FLYING KENYAN FLAG HIGH

Micere Mugo feted for lifetime of achievement in literature

She was hailed on London's Royal African Society's 120th Anniversary

In Summary

• Forced into exile from Kenya in 1982 for her activism, she has won many awards

Image: COURTESY

London's Royal African Society marked its 120th Anniversary by presenting The Lifetime Achievement award in African Literature to Kenyan Micere Mugo during their Annual Lecture.

Mugo is a playwright, author, activist, instructor and poet from Kenya. She is a literary critic and a professor of literature in the Department of African American Studies at Syracuse University

The 2021 award was sponsored by Penguin Random House UK.

The Lifetime Achievement in African Literature award, presented by the Royal African Society, honours and pays tribute to those who have made a major contribution to African literature. 

The award for the 2021 recipient was presented by Deputy Director of the Royal African Society Desta Haile. 

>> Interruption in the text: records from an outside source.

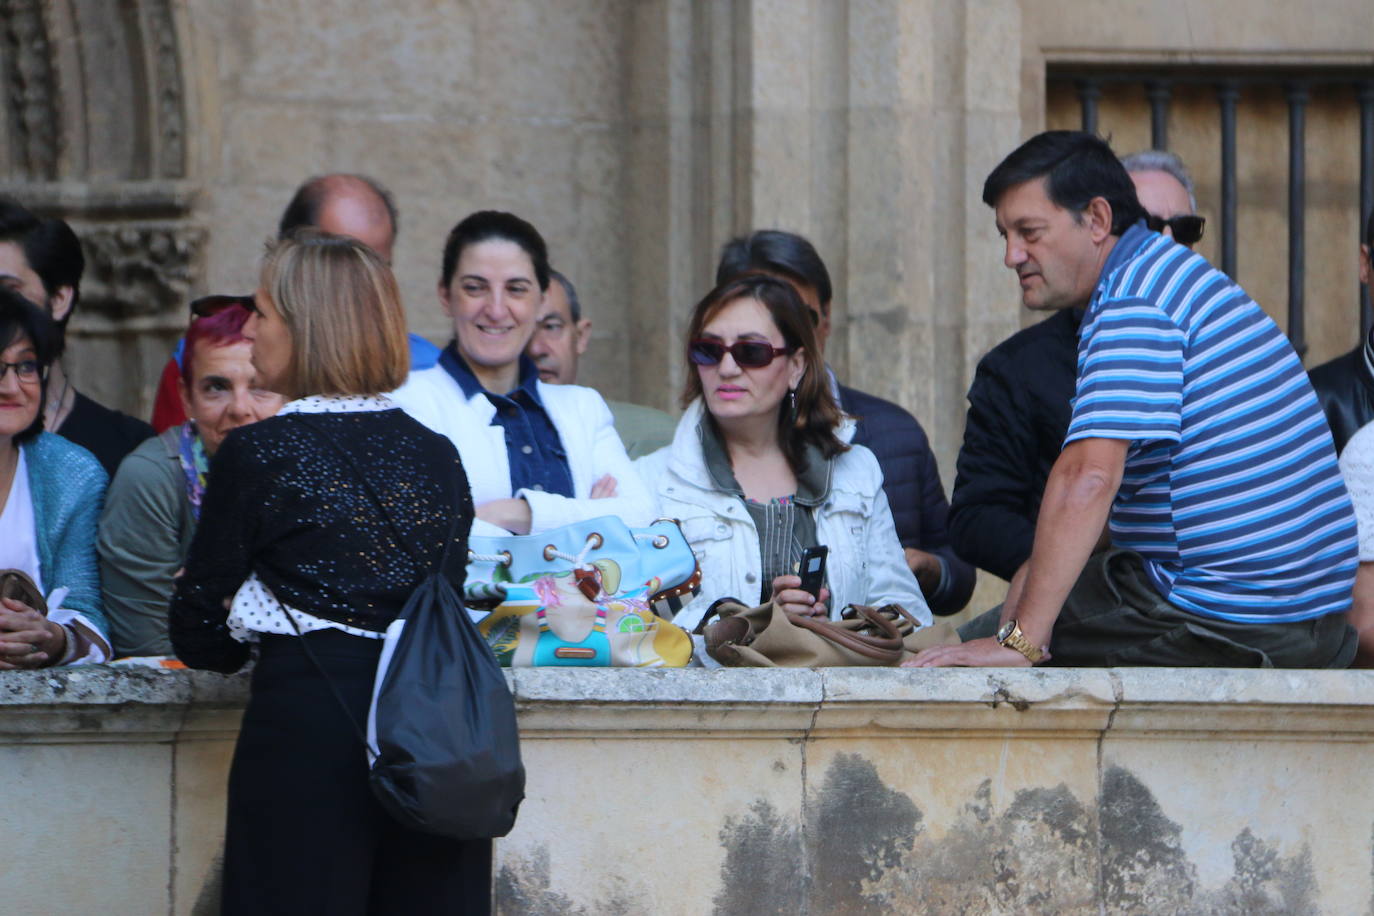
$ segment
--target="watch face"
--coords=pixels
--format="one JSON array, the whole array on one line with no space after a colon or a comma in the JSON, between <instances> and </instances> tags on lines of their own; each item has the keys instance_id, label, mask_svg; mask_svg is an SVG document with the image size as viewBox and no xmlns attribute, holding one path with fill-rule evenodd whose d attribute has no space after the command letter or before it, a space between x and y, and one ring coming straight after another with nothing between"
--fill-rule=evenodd
<instances>
[{"instance_id":1,"label":"watch face","mask_svg":"<svg viewBox=\"0 0 1374 916\"><path fill-rule=\"evenodd\" d=\"M987 630L984 630L983 632L986 633ZM1014 632L1016 632L1016 621L1008 620L1006 623L1002 624L1002 626L1000 626L997 629L997 641L1006 642L1007 638L1010 637L1011 634Z\"/></svg>"}]
</instances>

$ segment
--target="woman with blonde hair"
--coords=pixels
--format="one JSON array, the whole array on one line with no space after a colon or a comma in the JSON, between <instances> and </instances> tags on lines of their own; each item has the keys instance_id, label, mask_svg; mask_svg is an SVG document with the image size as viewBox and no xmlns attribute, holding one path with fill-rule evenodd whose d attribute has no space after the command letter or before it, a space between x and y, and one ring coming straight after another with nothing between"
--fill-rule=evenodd
<instances>
[{"instance_id":1,"label":"woman with blonde hair","mask_svg":"<svg viewBox=\"0 0 1374 916\"><path fill-rule=\"evenodd\" d=\"M396 281L361 243L302 232L270 247L254 303L253 365L290 400L216 451L169 625L192 667L260 647L223 912L487 912L490 841L392 821L356 727L387 625L450 539L461 588L472 523L453 446L384 394L409 364Z\"/></svg>"}]
</instances>

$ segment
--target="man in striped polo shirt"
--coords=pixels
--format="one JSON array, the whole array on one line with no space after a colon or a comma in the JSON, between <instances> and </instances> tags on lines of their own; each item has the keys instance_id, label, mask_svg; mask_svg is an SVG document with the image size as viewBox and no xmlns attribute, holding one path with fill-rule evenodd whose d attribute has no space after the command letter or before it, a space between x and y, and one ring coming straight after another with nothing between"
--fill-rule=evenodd
<instances>
[{"instance_id":1,"label":"man in striped polo shirt","mask_svg":"<svg viewBox=\"0 0 1374 916\"><path fill-rule=\"evenodd\" d=\"M1282 332L1091 134L1028 140L983 201L1024 304L1086 308L1077 391L996 635L913 663L1349 665L1354 514Z\"/></svg>"}]
</instances>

The ceremony took place at the Society’s Annual Lecture hosted at the School of African and Oriental Studies (SOAS). 

Forced into exile from Kenya in 1982 for her activism, she taught in Zimbabwe and later at St Lawrence University in the United States. 

She later moved to the Department of African American Studies at Syracuse University. 

Mugo’s publications include six books, a play co-authored with Ngũgĩ wa Thiong’o and three monographs. 

Micere was a founder of the Pan African Community of Central New York and one of the organisation’s first presidents. 

She is also the founder and former president of the Syracuse-based United Women of Africa Organisation. 

Her many awards and honours include a Rockefeller Foundation Award for writing and publication, a Ford Foundation Award for research on African orature and human rights, and the Marcus Garvey Award from the Canadian Branch of UNIA.

The first Lifetime Achievement in African Literature award was awarded to Margaret Busby, Britain’s youngest and first-ever Black woman publisher, a true force in the industry since the 1960s. 

Founded at Africa Writes in 2019, the Lifetime Achievement in African Literature award is awarded to writers, academics, publishers and translators with careers spanning 20 years or more, in recognition of their lifelong achievement within the field of African literature.

Receiving her award, Mugo said: “I am touched by the spirit behind the award, and the urgency of honouring people while they are still alive.”

Penguin Random House UK Social Impact Director Siena Parker, said: “It’s so important to recognise the tireless work of so many people over the years to celebrate and lift up literature from all cultures, including the African diaspora. 

"We’re delighted to lend our support to this important lifetime achievement award as part of our broader efforts to ensure that books represent everyone.” 

The annual lecture was delivered by UN Deputy Secretary-General Amina J Mohammed on the subject of ‘Africa in a Just Transition – Investing in a Sustainable Recovery.’ 

Other artists, activists and philanthropists who received awards in recognition of their Lifetime Contribution to Africa included the broadcaster Zeinab Badawi.

Badawi was recognised for her outstanding contribution to Africa as a public broadcaster and as a historian of Africa through her 20-part TV series, as a role model to African women in Britain and as the chair of the Royal African Society for the past seven years.

Former first lady of Mozambique and also South Africa Graça Machel was recognised for her outstanding contribution to African liberation in southern Africa.

The citation mentioned her contribution to peace-building on the continent through the Elders, to education in Africa and the UK (including as immediate past President of SOAS), and as an inspiration to African women everywhere.

Philanthropist Miles Morland received an award for his entrepreneurial example as a long-term investor in Africa, and for ploughing back much of the profit into the encouragement of African culture and literature through his generous support to young African writers and to the Royal African Society.

Chair of Royal African Society Arunma Oteh said, “I am delighted that we are marking the 120th Anniversary of the Royal African Society by specially recognising the outstanding contributions of Zeinab Badawi, Graça Machel, Miles Morland and Micere Mugo.  

"Their exemplary contributions have ensured that African voices and perspectives are taken account of in Africa, the UK and globally.”